Il leader del Movimento 5 Stelle lo conferma sulla colonne de La Stampa, chiarendo che il populismo troppo spesso indossato dalla premier si starebbe rivelando un’arma a doppio taglio. Il riferimento è ad una frase specifica pronunciata dalla Presidente del Consiglio: “Se vincerà il No ci saranno immigrati illegali, stupratori, pedofili, spacciatori rimessi in libertà“.
Parole che fanno leva sulle paure degli italiani, ma che non rispecchiano affatto la realtà. “Si tratta di uno dei punti più bassi della sua vita politica“, ha commentato Conte, evidenziando come “a forza di parlare di pancia, i risultati non arrivano più”. Il riferimento è al ribaltone dei sondaggi sul referendum, che a pochi giorni dal voto vedono il No in netto vantaggio rispetto ai consensi per la riforma della Giustizia.
Con queste parole, quindi, Meloni non avrebbe fatto altro che “regalare un clamoroso spot per il No al referendum“, garantendo alle opposizioni un ottimo argomento da continuare a portare sui palchi delle campagne referendarie di questi giorni. “L’intenzione è quella di parlare solo di questo”, ha spiegato Conte, dicendosi convinto che “nessuno crederà davvero a quelle parole”.
La promessi di evitare una “lotta nel fango”, di rispettare il richiamo del Colle, che solo poche settimane fa aveva invitato maggioranza e opposizione ad abbassare i toni, sembra ormai un lontano ricordo.
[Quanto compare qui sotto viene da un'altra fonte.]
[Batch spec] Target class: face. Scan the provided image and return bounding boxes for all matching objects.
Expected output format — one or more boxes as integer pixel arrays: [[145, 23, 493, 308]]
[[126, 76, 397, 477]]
A una settimana dall’apertura delle urne, lo scontro è più aperto che mai.
“Anche chi non è addetto ai lavori comprende bene che il fatto di arrestare o meno, condannare o meno una persona può essere rimesso solo alla professionalità di un singolo organo giudicante”, ha sottolineato Conte, smentendo che i due Consigli Superiori della Magistratura e l’Alta Corte introdotti dalla riforma possano andare a sindacare sulle singole sentenze.
La separazione delle carriere non influenzerà l’efficienza o le tempistiche della giustizia, al contrario di quanto inizialmente sostenuto dal governo Meloni. Lo stesso, come ricordato dal leader del M5S, che ha liberato il generale libico Almasri 48 ore dopo averlo arrestato su mandato della Corte penale internazionale.
“Dalla premier arrivano tate ricostruzioni distorte, ma mai una parola sul calo della produttività industriale o la povertà assoluta”, ha concluso Conte sul palco del Museo dell’Automobile a Torino, ricordando che se la riforma avesse realmente voluto migliorare l’efficacia della giustizia, allora avrebbe contemplato degli investimenti: “Dobbiamo difendere il pluralismo e la democrazia, perché se vince il Sì tireranno fuori di nuovo dal cassetto il Premierato“.